Sœur Maria Lê Thị Tho, conseillère générale des Servantes du Saint-Sacrement, a accompagné le groupe pendant son séjour à Paris. Elle a aidé à organiser les visites et a guidé les confrères sur les traces du père Eymard à Paris – du 88 boulevard Denfert-Rochereau (anciennement 114 Pavillon Chateaubriand, rue d’Enfer), où la Congrégation a vu le jour avec la première exposition du Saint-Sacrement le 6 janvier 1857, jusqu’à la maison suivante située au 66-68 rue du Faubourg-Saint-Jacques, aujourd’hui place de l’Île de Sein, dans le 14e arrondissement de Paris, où la communauté s’est installée moins de deux ans plus tard.
Les confrères ont également eu l’occasion de rendre visite aux Pères du Saint-Sacrement à la chapelle du Corpus Christi, au 23 avenue de Friedland, à Paris (8e), fondée en 1876. Ils ont surtout pu séjourner dans la première maison de noviciat de la Congrégation à Saint-Maurice — un lieu très cher au père Eymard et où il fit sa dernière retraite trois mois avant sa mort. Bien que le séjour n’ait duré qu’une journée et une nuit, ce bref moment a permis aux confrères de percevoir la vision profonde du père Eymard dans le choix d’un lieu de silence et de solitude pour la formation des novices.

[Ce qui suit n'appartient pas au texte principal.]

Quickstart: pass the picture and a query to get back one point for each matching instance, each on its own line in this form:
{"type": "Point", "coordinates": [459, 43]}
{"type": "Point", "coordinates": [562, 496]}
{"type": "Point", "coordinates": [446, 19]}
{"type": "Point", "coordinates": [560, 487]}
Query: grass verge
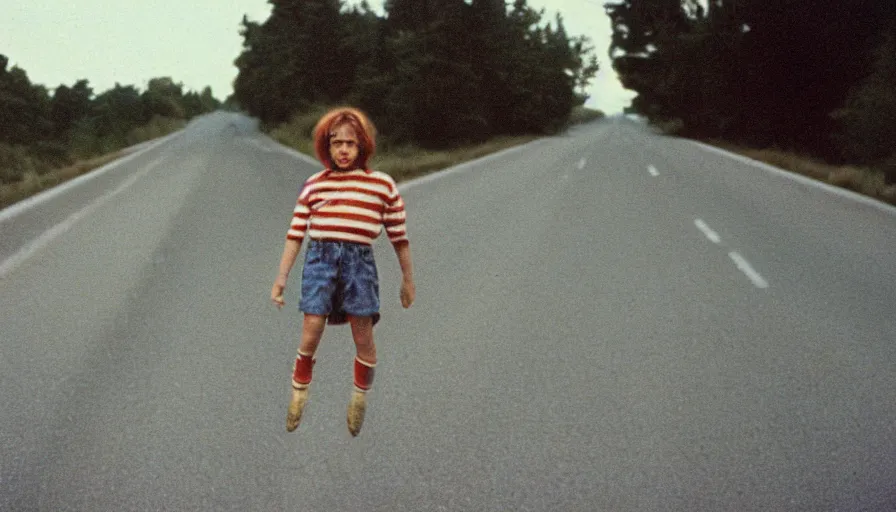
{"type": "Point", "coordinates": [33, 182]}
{"type": "Point", "coordinates": [406, 162]}
{"type": "Point", "coordinates": [865, 181]}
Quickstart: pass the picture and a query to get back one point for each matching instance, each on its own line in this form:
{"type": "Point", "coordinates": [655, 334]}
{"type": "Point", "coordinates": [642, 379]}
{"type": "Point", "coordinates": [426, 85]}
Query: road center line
{"type": "Point", "coordinates": [747, 269]}
{"type": "Point", "coordinates": [712, 235]}
{"type": "Point", "coordinates": [49, 235]}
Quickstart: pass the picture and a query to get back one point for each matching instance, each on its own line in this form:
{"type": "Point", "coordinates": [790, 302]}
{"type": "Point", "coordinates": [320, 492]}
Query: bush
{"type": "Point", "coordinates": [15, 162]}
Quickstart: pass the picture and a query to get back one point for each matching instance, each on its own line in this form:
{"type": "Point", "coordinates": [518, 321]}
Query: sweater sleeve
{"type": "Point", "coordinates": [300, 215]}
{"type": "Point", "coordinates": [395, 219]}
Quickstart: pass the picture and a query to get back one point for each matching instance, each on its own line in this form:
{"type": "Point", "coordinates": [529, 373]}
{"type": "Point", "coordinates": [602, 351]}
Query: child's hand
{"type": "Point", "coordinates": [408, 292]}
{"type": "Point", "coordinates": [277, 292]}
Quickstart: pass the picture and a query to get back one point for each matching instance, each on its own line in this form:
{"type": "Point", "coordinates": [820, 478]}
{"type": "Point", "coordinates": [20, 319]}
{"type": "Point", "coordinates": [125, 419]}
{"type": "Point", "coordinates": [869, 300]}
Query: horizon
{"type": "Point", "coordinates": [192, 55]}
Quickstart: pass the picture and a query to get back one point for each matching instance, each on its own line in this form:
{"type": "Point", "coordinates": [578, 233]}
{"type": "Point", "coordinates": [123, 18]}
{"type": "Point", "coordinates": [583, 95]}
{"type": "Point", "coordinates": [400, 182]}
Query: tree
{"type": "Point", "coordinates": [24, 107]}
{"type": "Point", "coordinates": [292, 60]}
{"type": "Point", "coordinates": [868, 121]}
{"type": "Point", "coordinates": [68, 106]}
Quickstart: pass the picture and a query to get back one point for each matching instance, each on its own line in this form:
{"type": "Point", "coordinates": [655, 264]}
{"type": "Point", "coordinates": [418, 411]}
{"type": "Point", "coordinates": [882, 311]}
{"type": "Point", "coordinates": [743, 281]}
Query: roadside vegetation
{"type": "Point", "coordinates": [749, 76]}
{"type": "Point", "coordinates": [47, 139]}
{"type": "Point", "coordinates": [406, 161]}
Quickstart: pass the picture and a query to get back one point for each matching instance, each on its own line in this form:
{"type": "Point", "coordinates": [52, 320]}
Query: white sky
{"type": "Point", "coordinates": [196, 41]}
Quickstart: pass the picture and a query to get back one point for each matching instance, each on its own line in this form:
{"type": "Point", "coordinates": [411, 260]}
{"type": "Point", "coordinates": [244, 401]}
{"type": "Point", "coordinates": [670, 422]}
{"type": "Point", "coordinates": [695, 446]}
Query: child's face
{"type": "Point", "coordinates": [344, 147]}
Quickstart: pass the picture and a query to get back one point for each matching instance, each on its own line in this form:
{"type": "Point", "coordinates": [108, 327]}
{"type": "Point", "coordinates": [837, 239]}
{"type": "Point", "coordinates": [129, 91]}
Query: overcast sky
{"type": "Point", "coordinates": [196, 41]}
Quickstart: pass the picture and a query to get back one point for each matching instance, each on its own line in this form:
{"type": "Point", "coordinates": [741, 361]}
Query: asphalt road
{"type": "Point", "coordinates": [605, 320]}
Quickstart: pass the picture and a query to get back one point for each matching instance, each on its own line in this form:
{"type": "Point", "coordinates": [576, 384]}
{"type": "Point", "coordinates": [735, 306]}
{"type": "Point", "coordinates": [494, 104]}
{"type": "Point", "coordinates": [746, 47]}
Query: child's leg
{"type": "Point", "coordinates": [312, 330]}
{"type": "Point", "coordinates": [362, 332]}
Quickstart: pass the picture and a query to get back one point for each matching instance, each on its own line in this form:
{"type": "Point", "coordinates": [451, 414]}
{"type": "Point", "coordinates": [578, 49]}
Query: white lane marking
{"type": "Point", "coordinates": [260, 145]}
{"type": "Point", "coordinates": [22, 206]}
{"type": "Point", "coordinates": [800, 178]}
{"type": "Point", "coordinates": [712, 235]}
{"type": "Point", "coordinates": [747, 269]}
{"type": "Point", "coordinates": [48, 236]}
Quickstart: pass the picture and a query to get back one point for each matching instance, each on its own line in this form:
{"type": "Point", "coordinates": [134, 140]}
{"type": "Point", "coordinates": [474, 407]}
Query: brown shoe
{"type": "Point", "coordinates": [356, 408]}
{"type": "Point", "coordinates": [296, 406]}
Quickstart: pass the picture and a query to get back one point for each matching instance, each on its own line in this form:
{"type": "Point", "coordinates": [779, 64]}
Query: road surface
{"type": "Point", "coordinates": [606, 320]}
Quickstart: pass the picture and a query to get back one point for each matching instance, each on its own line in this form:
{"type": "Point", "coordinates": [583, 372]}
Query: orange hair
{"type": "Point", "coordinates": [364, 130]}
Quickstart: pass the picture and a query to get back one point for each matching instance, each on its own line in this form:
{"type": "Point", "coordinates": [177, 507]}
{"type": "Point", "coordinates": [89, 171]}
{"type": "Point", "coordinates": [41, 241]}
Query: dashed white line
{"type": "Point", "coordinates": [712, 235]}
{"type": "Point", "coordinates": [747, 269]}
{"type": "Point", "coordinates": [44, 240]}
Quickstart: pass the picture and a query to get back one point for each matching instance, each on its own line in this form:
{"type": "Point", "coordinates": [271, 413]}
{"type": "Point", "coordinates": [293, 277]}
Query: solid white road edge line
{"type": "Point", "coordinates": [712, 235]}
{"type": "Point", "coordinates": [747, 269]}
{"type": "Point", "coordinates": [24, 205]}
{"type": "Point", "coordinates": [800, 178]}
{"type": "Point", "coordinates": [48, 236]}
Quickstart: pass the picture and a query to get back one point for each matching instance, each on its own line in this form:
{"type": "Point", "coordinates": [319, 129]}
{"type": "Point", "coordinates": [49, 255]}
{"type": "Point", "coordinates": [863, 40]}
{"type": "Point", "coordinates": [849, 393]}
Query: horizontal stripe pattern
{"type": "Point", "coordinates": [353, 206]}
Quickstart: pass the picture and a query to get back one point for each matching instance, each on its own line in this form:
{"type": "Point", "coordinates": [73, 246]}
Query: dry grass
{"type": "Point", "coordinates": [33, 183]}
{"type": "Point", "coordinates": [404, 162]}
{"type": "Point", "coordinates": [409, 162]}
{"type": "Point", "coordinates": [858, 179]}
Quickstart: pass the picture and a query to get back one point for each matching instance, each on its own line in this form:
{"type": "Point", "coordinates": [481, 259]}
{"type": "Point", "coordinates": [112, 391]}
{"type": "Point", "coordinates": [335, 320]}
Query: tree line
{"type": "Point", "coordinates": [435, 73]}
{"type": "Point", "coordinates": [40, 130]}
{"type": "Point", "coordinates": [820, 80]}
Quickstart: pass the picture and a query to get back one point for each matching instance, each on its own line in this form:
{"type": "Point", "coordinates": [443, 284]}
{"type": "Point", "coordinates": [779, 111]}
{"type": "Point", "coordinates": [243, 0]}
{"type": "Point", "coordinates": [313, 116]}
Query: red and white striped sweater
{"type": "Point", "coordinates": [349, 206]}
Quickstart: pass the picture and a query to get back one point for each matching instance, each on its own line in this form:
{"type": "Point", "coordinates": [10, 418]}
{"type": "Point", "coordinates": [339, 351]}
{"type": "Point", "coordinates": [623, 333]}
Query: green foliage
{"type": "Point", "coordinates": [868, 120]}
{"type": "Point", "coordinates": [436, 73]}
{"type": "Point", "coordinates": [756, 72]}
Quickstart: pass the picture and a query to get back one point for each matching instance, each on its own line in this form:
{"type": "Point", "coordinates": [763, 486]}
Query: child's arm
{"type": "Point", "coordinates": [408, 290]}
{"type": "Point", "coordinates": [290, 253]}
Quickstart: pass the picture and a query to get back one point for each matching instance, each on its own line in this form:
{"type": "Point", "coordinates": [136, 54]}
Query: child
{"type": "Point", "coordinates": [343, 208]}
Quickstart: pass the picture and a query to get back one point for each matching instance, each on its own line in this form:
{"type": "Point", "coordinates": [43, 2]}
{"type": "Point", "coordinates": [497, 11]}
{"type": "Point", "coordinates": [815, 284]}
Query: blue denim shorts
{"type": "Point", "coordinates": [339, 279]}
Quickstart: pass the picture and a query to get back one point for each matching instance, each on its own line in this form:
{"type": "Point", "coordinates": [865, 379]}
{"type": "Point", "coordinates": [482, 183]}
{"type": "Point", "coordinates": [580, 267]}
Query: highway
{"type": "Point", "coordinates": [607, 319]}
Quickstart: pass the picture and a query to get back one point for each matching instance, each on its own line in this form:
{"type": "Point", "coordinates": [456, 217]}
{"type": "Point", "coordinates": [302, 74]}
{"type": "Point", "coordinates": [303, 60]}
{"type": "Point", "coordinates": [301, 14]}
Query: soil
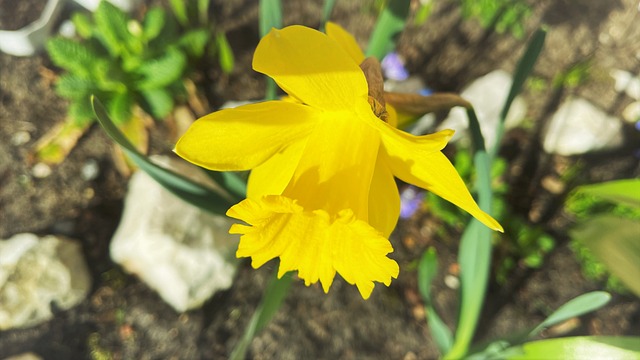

Le P. Joseph Vũ Quốc Bình a déclaré: « Cet endroit me rappelle mes propres années de noviciat. Saint Pierre-Julien Eymard a vraiment fait preuve d’une remarquable clairvoyance en choisissant cet endroit comme maison de noviciat – un lieu de silence et de beauté, avec des jardins pleins de fleurs et d’arbres, propice à l’intimité avec Dieu. Il est vraiment regrettable qu’en raison de l’instabilité politique de cette période, la maison n’appartienne plus à la Congrégation. »
À la fin du pèlerinage, les confrères sont rentrés au Vietnam avec un profond sentiment de nostalgie. En quittant La Mure, en quittant la maison de Saint Pierre-Julien Eymard, en quittant des frères et sœurs qui partagent la même spiritualité, chacun a ramené chez lui non seulement des souvenirs chers, mais aussi une conviction renouvelée quant à l’identité de sa propre vocation.
Ayant vu de leurs propres yeux les lieux où Saint Pierre-Julien Eymard a vécu, ayant touché les traces, les documents et les souvenirs qu’il a laissés, les confrères ont ressenti plus profondément l’appel à continuer de vivre et de proclamer le mystère de l’Eucharistie dans le monde d’aujourd’hui, afin que Jésus dans le Saint-Sacrement soit toujours plus connu et aimé dans le monde entier.